Conference acknowledges the long struggle our women across UNISON (black, disabled & LGBT+) have within employment and the impact of the disenabling elements that come with periods, menopause, endometriosis to name a few conditions that for women can be extremely painful and cause extra time away from work. This is in addition to dealing with the impact on other impairments and ever-increasing comments like ‘It’s Just a Women’s Thing’. While on average women in the UK live longer than men, women spend a greater proportion of their lives in ill health and disability. This is on top of growing geographical differences and disparities between different groups of women in how they access services. Doctors’ routine dismissal of women’s debilitating health problems as “benign” has contributed to gynaecology waiting lists soaring by 60% to more than half a million patients. Dr Edward Morris of the Royal College of Obstetricians and Gynaecologists said institutionalised gender bias meant the term “benign” was used more widely in gynaecology. Resulting in conditions being normalised and deprioritised within the NHS.
Conference welcomes the work towards producing a women’s health strategy in light of the need to improve the health of all women and girls and to build an approach to women’s health that is inclusive of LGBT+, Disabled & Black communities. Changing what is an institutionalised culture will not be easy but there are no ‘quick fixes’ we can take that would risk the health of women.
Conference, for our part as a union, we need to ensure that we negotiate robust guidance and inclusive sickness policies. Conference notes in response to the strategy that “UNISON considers that a women’s health strategy should include health and well- being in the workplace, work life balance and occupational hazards as well as biological matters. It should also include consideration of ways to promote good health and prevent ill health at work.”

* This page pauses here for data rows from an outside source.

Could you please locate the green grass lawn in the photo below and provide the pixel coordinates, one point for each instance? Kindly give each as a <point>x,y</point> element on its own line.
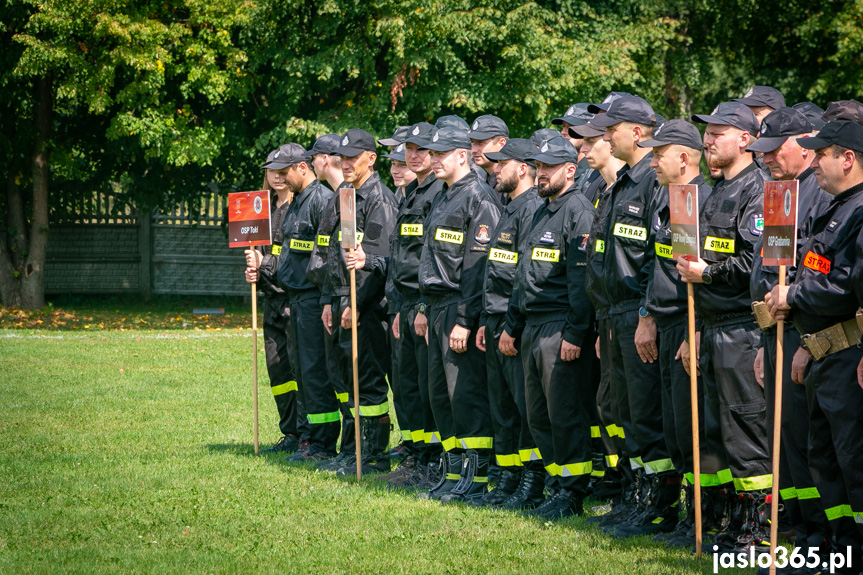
<point>131,451</point>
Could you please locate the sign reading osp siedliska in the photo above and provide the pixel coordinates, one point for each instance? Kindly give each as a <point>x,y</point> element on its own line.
<point>249,219</point>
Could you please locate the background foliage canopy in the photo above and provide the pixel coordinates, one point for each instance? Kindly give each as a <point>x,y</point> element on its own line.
<point>161,97</point>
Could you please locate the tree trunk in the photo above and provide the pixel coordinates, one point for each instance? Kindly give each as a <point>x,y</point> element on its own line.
<point>33,274</point>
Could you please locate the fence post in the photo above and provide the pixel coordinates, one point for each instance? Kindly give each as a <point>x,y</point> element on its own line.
<point>145,223</point>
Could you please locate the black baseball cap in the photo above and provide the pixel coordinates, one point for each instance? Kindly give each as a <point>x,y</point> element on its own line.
<point>447,139</point>
<point>518,149</point>
<point>326,144</point>
<point>285,155</point>
<point>488,126</point>
<point>731,114</point>
<point>626,109</point>
<point>777,126</point>
<point>844,111</point>
<point>354,142</point>
<point>420,133</point>
<point>812,112</point>
<point>577,115</point>
<point>845,133</point>
<point>678,132</point>
<point>762,96</point>
<point>603,106</point>
<point>542,134</point>
<point>589,130</point>
<point>398,137</point>
<point>554,151</point>
<point>452,122</point>
<point>398,154</point>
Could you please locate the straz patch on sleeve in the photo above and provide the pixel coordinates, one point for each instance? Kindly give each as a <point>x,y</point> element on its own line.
<point>502,256</point>
<point>412,229</point>
<point>301,246</point>
<point>449,236</point>
<point>631,232</point>
<point>818,263</point>
<point>720,245</point>
<point>664,251</point>
<point>545,255</point>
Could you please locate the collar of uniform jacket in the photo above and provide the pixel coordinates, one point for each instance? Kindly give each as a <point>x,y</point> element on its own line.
<point>555,204</point>
<point>467,180</point>
<point>514,205</point>
<point>637,172</point>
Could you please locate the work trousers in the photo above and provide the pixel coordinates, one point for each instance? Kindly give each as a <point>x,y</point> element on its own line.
<point>796,486</point>
<point>736,402</point>
<point>558,398</point>
<point>641,388</point>
<point>836,443</point>
<point>373,357</point>
<point>513,443</point>
<point>278,336</point>
<point>457,383</point>
<point>413,378</point>
<point>309,355</point>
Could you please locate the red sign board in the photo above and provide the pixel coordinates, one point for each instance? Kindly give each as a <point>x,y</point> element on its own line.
<point>683,208</point>
<point>780,223</point>
<point>348,210</point>
<point>249,219</point>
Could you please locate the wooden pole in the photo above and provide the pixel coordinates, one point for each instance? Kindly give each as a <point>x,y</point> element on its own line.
<point>693,403</point>
<point>255,358</point>
<point>356,371</point>
<point>777,436</point>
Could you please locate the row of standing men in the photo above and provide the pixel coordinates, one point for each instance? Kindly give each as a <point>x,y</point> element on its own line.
<point>522,297</point>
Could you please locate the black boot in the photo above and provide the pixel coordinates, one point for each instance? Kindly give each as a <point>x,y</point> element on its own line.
<point>374,434</point>
<point>661,509</point>
<point>451,464</point>
<point>474,478</point>
<point>510,479</point>
<point>528,494</point>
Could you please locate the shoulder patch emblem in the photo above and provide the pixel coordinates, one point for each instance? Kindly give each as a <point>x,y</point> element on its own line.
<point>482,235</point>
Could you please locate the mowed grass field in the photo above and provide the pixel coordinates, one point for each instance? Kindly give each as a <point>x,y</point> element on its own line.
<point>131,452</point>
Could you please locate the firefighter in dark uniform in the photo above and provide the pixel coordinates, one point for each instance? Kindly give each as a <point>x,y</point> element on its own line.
<point>552,317</point>
<point>457,235</point>
<point>788,161</point>
<point>262,267</point>
<point>328,168</point>
<point>630,119</point>
<point>821,301</point>
<point>515,449</point>
<point>298,230</point>
<point>423,443</point>
<point>730,225</point>
<point>676,159</point>
<point>375,217</point>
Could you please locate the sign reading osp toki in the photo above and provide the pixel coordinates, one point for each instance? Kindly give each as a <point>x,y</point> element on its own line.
<point>249,219</point>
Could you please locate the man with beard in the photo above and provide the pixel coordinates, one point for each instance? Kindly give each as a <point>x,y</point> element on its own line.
<point>515,449</point>
<point>730,225</point>
<point>553,319</point>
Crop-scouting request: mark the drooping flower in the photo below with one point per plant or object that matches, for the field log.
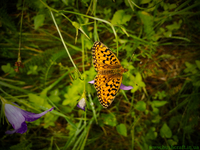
(122, 86)
(81, 104)
(17, 116)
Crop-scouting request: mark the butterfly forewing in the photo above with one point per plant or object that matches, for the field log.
(103, 57)
(109, 77)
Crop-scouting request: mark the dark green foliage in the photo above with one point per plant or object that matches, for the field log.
(157, 41)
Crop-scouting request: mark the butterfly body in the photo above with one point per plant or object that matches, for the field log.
(109, 73)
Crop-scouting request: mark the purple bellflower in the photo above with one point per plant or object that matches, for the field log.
(123, 87)
(81, 104)
(17, 116)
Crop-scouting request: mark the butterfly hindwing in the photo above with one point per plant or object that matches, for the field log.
(109, 73)
(107, 87)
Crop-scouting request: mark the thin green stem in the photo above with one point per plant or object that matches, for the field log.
(63, 42)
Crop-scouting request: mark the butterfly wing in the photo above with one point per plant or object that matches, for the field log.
(103, 57)
(107, 86)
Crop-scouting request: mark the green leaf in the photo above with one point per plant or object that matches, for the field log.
(141, 106)
(109, 119)
(121, 129)
(7, 68)
(165, 131)
(190, 68)
(158, 103)
(147, 20)
(152, 134)
(120, 17)
(37, 100)
(33, 70)
(198, 63)
(38, 21)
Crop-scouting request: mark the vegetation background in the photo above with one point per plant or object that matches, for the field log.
(45, 51)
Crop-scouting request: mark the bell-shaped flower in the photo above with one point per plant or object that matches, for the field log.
(82, 104)
(17, 116)
(123, 87)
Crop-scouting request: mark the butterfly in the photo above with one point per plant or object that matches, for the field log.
(109, 73)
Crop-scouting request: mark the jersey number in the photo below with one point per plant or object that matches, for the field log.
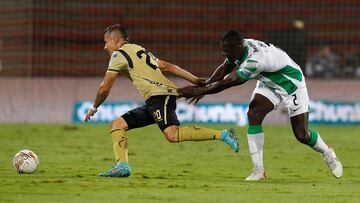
(148, 62)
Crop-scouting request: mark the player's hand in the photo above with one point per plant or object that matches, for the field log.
(90, 113)
(201, 82)
(194, 100)
(187, 91)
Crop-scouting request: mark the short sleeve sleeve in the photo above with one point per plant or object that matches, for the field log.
(117, 62)
(249, 69)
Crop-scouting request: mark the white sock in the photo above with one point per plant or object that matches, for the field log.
(318, 144)
(256, 142)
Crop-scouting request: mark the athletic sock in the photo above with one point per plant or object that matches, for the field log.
(195, 133)
(255, 137)
(317, 143)
(120, 145)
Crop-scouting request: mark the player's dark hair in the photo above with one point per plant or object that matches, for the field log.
(118, 28)
(232, 36)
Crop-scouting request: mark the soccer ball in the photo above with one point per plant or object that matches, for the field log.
(26, 161)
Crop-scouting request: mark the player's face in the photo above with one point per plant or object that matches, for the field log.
(230, 50)
(110, 43)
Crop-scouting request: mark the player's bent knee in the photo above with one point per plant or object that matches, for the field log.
(255, 114)
(118, 123)
(302, 137)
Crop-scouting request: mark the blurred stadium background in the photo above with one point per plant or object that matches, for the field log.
(51, 52)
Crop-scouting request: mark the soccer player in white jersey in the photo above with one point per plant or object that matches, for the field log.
(279, 79)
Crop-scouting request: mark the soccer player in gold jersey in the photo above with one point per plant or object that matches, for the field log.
(159, 93)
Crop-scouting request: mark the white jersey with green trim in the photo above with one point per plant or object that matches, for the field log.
(271, 65)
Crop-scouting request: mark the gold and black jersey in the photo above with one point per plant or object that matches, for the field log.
(141, 67)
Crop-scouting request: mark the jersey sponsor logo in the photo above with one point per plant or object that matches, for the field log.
(157, 83)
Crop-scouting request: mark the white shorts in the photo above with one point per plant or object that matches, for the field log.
(296, 103)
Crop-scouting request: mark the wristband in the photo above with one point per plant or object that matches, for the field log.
(94, 109)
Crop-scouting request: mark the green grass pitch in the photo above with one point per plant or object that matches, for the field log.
(72, 156)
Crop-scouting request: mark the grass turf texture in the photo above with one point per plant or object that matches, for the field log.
(72, 156)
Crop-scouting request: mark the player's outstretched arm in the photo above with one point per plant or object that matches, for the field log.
(229, 81)
(176, 70)
(220, 72)
(102, 93)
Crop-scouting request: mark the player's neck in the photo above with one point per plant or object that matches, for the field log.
(122, 43)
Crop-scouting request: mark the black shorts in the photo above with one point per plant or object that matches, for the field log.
(157, 109)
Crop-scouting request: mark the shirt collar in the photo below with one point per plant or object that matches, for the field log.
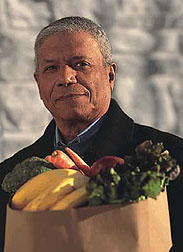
(82, 136)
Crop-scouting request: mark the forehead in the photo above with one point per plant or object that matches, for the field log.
(69, 43)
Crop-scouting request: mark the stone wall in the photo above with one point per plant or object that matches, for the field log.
(147, 41)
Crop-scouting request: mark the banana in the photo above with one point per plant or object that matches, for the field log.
(32, 188)
(71, 200)
(54, 193)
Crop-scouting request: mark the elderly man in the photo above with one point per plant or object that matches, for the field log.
(75, 75)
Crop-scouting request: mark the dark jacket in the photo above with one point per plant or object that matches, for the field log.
(118, 136)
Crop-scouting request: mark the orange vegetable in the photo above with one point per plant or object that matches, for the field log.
(82, 166)
(60, 160)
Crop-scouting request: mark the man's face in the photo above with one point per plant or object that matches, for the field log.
(72, 80)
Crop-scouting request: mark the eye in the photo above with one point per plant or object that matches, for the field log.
(82, 64)
(50, 68)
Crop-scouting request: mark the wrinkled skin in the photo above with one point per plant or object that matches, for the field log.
(73, 82)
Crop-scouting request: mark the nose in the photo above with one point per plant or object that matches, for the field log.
(67, 76)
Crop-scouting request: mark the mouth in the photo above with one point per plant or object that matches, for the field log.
(70, 97)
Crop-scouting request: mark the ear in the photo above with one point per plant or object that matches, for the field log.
(36, 77)
(112, 74)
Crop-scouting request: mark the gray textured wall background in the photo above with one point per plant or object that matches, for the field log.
(147, 40)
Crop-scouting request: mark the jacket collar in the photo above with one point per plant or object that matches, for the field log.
(112, 139)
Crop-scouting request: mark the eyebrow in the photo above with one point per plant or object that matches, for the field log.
(45, 60)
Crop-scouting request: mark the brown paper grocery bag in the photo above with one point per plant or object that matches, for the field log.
(137, 227)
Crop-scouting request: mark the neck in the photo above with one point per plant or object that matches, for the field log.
(70, 129)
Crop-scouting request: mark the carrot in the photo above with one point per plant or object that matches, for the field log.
(84, 167)
(60, 160)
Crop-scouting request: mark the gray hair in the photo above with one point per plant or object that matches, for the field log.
(76, 24)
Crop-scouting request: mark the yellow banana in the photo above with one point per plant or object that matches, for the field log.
(54, 193)
(71, 200)
(32, 188)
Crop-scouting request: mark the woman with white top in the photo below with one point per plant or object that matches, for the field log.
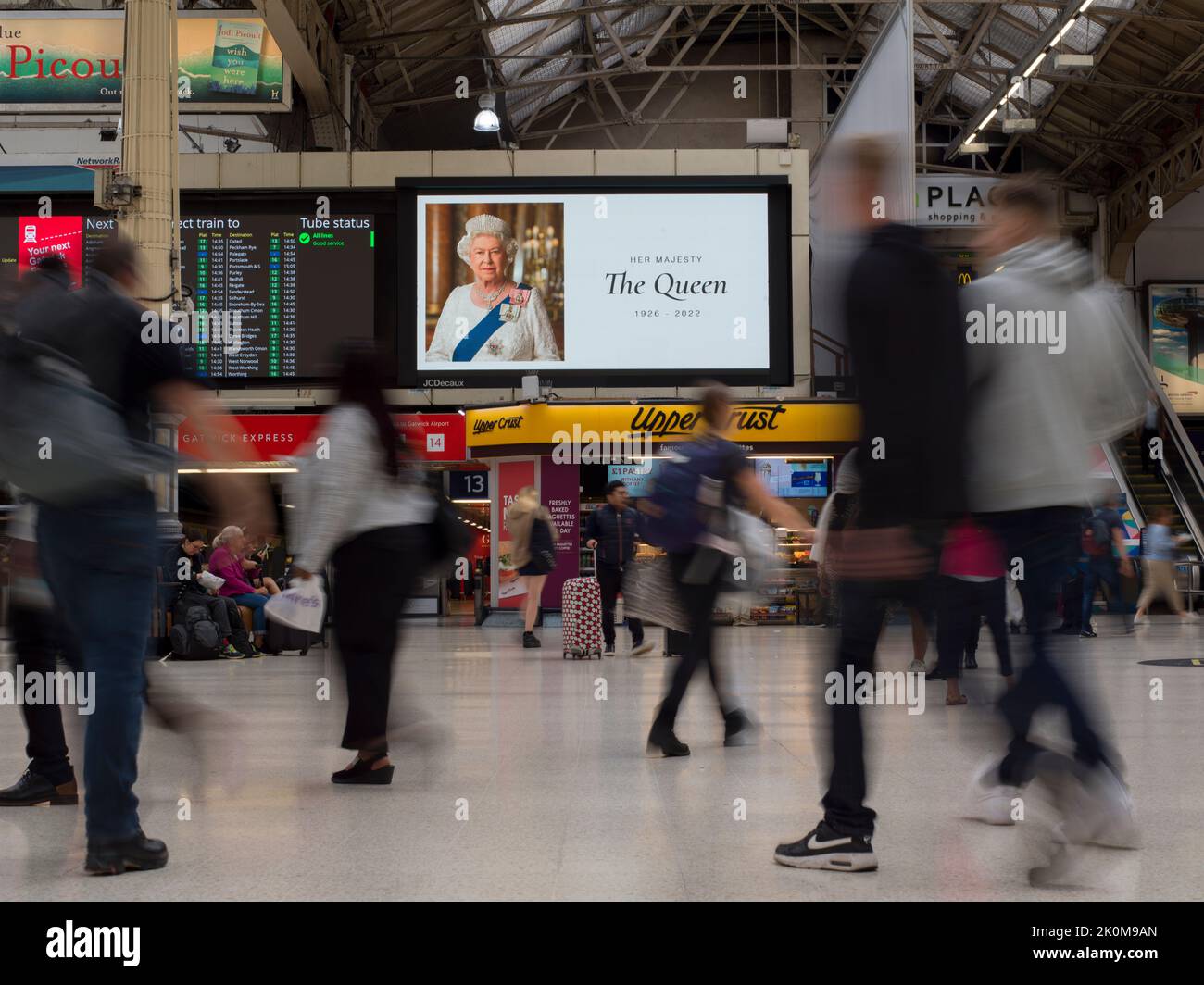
(357, 509)
(493, 319)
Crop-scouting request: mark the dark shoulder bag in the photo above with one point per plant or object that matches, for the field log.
(543, 551)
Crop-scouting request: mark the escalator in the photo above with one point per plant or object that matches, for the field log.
(1175, 481)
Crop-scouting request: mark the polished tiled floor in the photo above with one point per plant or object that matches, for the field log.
(541, 789)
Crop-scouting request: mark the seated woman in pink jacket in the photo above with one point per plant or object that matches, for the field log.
(227, 563)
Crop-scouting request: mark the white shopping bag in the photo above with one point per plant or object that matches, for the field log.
(300, 605)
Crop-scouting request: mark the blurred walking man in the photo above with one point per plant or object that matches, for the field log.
(908, 356)
(1047, 392)
(100, 556)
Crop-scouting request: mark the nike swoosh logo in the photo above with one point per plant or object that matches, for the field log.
(815, 843)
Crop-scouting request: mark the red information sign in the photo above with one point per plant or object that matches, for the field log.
(39, 236)
(266, 437)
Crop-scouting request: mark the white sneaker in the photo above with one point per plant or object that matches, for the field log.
(1109, 808)
(991, 801)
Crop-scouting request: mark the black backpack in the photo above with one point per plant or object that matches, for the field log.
(197, 637)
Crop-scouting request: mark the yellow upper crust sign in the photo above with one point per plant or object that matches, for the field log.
(753, 423)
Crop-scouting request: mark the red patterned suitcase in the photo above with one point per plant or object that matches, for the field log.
(581, 607)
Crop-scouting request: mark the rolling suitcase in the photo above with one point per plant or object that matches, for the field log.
(581, 608)
(281, 637)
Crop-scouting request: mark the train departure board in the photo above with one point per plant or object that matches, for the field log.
(275, 293)
(297, 285)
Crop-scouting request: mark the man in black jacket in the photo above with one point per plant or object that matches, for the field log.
(610, 530)
(908, 353)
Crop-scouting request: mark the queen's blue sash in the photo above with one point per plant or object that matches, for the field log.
(469, 345)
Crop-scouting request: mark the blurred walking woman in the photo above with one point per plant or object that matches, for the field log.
(357, 509)
(533, 535)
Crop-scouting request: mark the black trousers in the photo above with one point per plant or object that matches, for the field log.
(699, 605)
(373, 575)
(959, 617)
(610, 581)
(37, 643)
(863, 611)
(221, 609)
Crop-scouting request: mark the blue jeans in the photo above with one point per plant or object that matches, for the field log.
(254, 603)
(99, 560)
(1102, 569)
(1047, 541)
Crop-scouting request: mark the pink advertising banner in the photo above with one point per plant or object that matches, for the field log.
(560, 489)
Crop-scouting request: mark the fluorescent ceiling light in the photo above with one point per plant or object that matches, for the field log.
(1066, 31)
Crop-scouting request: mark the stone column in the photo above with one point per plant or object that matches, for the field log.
(149, 146)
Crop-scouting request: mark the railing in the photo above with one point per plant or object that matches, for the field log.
(837, 349)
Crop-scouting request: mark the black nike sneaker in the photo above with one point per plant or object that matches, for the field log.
(822, 848)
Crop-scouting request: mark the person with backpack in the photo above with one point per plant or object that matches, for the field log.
(1160, 549)
(366, 516)
(610, 531)
(1038, 408)
(687, 517)
(533, 537)
(39, 639)
(1103, 535)
(99, 553)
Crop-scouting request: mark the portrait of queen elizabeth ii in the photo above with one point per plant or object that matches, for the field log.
(494, 318)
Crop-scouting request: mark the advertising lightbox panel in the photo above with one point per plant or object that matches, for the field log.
(72, 61)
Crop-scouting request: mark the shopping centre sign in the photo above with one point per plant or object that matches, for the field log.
(758, 424)
(75, 61)
(952, 200)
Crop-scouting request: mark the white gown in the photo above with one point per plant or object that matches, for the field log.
(528, 339)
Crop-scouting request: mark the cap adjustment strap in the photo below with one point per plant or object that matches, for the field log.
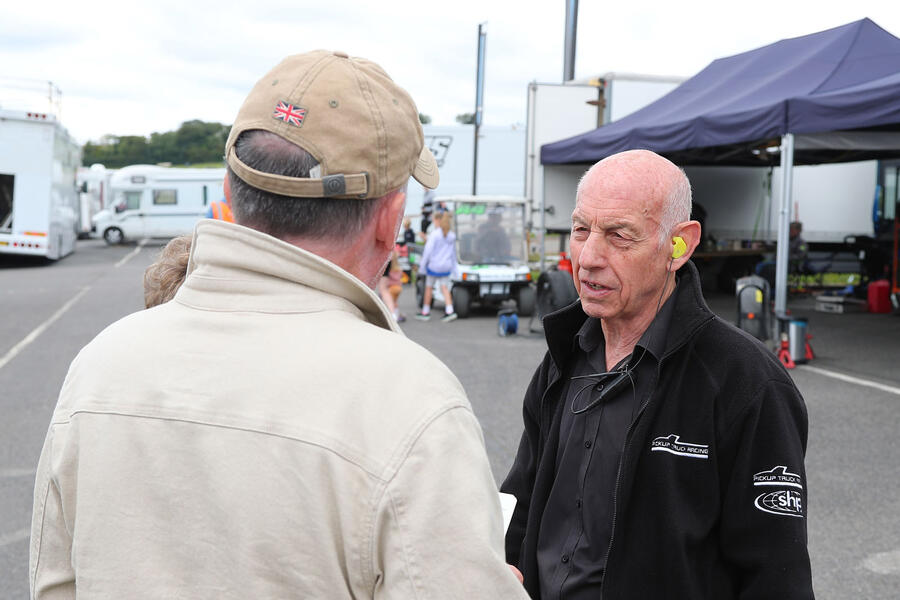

Conference women and their health are influenced by many things during their lifetime from the job roles, family responsibilities, different health impacts and exposures in and out of work environment even down to their own biology. Even on how the Pandemic effected women differently both physically and mentally impacting on their already inequalities pre the pandemic the long lasting effects are yet unknown by many women.
While we welcome this strategy and at present conference, that is all it is, we need to see robust action that reaches the very women who are identified within it. We welcome the response from our own union but conference it could of reached out to our grassroots women and reached our regional women’s committees and networks.
Conference calls on the National Women’s Committee to
1: Work with National Health Service Group to campaign to ensure that women’s voice is not diluted furthermore within the Women’s strategy of all women’s health by pitting one women’s need against another.
2: Work with Labour Link to seek to ensure the Labour Party holds the government to account on addressing women’s health inequalities
3. Raise awareness of these issues across the union and consider backing appropriate campaigns for action
4. Continue to produce and circulate guidance on negotiating sickness absence policies and disability leave.